Contoh kontennya adalah “tung tung tung sahur” dan “ballerina capuccina” yang aneh dan absurd. Konten ini mudah diakses, termasuk oleh anak-anak.
Menurut Dr. Nur Ainy Fardana Nawangsari, seorang psikolog dari Universitas Airlangga Surabaya, konten ini dapat memberikan dampak negatif, terutama bagi perkembangan anak-anak.
Nur Ainy, yang juga dosen di Universitas Airlangga, menanggapi fenomena ini dengan menyatakan bahwa konten digital yang tidak bermakna berdampak buruk bagi perkembangan anak.
“Anak suka hal visual karena sedang mengembajinasi dan rasa ingin tahu,” ujar Nur Ainy dikutip suarasmr.news, Selasa (10/6/2025).
Imajinasi memang merupakan bagian penting dari tumbuh kembang anak, namun paparan konten yang terlalu sering dan tidak mendidik bisa mengganggu proses ini.
Berbeda dengan kartun yang biasanya memiliki nilai pendidikan, konten anomali muncul terus-menerus di media sosial tanpa batasan. Hal ini membuat anak-anak lebih sering mengaksesnya.

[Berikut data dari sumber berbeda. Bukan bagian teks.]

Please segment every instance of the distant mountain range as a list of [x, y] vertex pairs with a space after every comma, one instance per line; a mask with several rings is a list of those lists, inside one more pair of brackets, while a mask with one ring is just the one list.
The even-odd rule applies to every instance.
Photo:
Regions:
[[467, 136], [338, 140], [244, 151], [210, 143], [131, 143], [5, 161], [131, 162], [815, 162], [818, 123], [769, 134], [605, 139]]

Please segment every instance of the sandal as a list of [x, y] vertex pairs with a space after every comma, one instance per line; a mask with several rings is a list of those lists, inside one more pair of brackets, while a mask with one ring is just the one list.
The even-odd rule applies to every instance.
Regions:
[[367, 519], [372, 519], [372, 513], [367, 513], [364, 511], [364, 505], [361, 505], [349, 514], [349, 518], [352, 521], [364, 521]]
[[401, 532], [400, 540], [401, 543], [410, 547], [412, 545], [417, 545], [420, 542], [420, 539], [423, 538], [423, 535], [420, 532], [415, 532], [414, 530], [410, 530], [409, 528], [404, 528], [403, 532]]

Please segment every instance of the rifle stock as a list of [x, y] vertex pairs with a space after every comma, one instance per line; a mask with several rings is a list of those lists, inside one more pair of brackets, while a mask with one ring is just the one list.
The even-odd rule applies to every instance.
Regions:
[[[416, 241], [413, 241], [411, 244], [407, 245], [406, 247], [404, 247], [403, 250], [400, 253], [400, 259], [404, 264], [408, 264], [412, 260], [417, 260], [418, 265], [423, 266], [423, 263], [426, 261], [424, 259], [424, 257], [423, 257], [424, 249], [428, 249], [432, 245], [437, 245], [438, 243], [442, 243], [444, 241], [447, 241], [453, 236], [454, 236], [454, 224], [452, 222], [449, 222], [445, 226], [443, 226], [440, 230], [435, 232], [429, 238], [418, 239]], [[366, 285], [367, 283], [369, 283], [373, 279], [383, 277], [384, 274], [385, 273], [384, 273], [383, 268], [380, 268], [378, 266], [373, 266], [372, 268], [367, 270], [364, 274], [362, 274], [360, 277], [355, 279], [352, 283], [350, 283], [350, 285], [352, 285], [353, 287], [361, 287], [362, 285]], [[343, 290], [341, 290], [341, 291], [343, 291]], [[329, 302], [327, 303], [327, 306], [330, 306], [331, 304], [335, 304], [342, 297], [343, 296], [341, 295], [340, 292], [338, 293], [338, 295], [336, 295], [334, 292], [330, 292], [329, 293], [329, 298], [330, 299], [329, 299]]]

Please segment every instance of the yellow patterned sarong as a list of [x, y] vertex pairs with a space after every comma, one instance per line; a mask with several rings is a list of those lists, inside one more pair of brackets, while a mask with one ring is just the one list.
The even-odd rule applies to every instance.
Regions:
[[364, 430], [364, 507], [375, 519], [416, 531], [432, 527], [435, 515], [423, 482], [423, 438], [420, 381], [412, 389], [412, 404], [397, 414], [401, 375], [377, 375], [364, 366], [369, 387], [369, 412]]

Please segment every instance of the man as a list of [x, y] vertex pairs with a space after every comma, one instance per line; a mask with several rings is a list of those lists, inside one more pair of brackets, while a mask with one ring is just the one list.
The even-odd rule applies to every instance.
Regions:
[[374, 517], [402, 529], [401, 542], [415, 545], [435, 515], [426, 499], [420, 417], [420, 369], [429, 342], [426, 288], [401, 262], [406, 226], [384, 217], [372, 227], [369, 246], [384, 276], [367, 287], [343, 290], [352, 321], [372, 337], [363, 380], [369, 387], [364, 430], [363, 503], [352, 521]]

Bentuk kontennya aneh dan tidak realistis dapat mengganggu pemahaman anak terhadap kenyataan. Paparan intensif terhadap konten seperti ini bisa berdampak pada aspek psikologis, kognitif, dan sosial anak.
Dalam masa tumbuh kembang, anak perlu belajar memahami realitas secara konkret. Konten anomali bisa menghambat kemampuan ini.
Anak yang terbiasa menonton konten seperti ini mungkin kesulitan membedakan antara kenyataan dan khayalan. Akibatnya, kemampuan berpikir realistis jadi terhambat.
Menurut Nur Ainy, anak harus mulai belajar hal konkret untuk mengenali dunia nyata. Konten yang tidak mendidik bisa mengganggu pemahaman dan proses berpikir anak.
Secara psikologis, anak bisa mengalami gangguan bila terlalu sering menonton konten anomali. Dampaknya termasuk kecanduan, gangguan fokus, dan lemahnya daya ingat.
Kondisi ini juga memengaruhi kesehatan fisik seperti gangguan tidur, mata lelah, dan nyeri leher. Anak menjadi lebih pasif dalam kegiatan nyata.
Kecanduan juga mengurangi interaksi sosial karena anak lebih fokus pada layar. Ini bisa merusak hubungan dengan lingkungan sekitar.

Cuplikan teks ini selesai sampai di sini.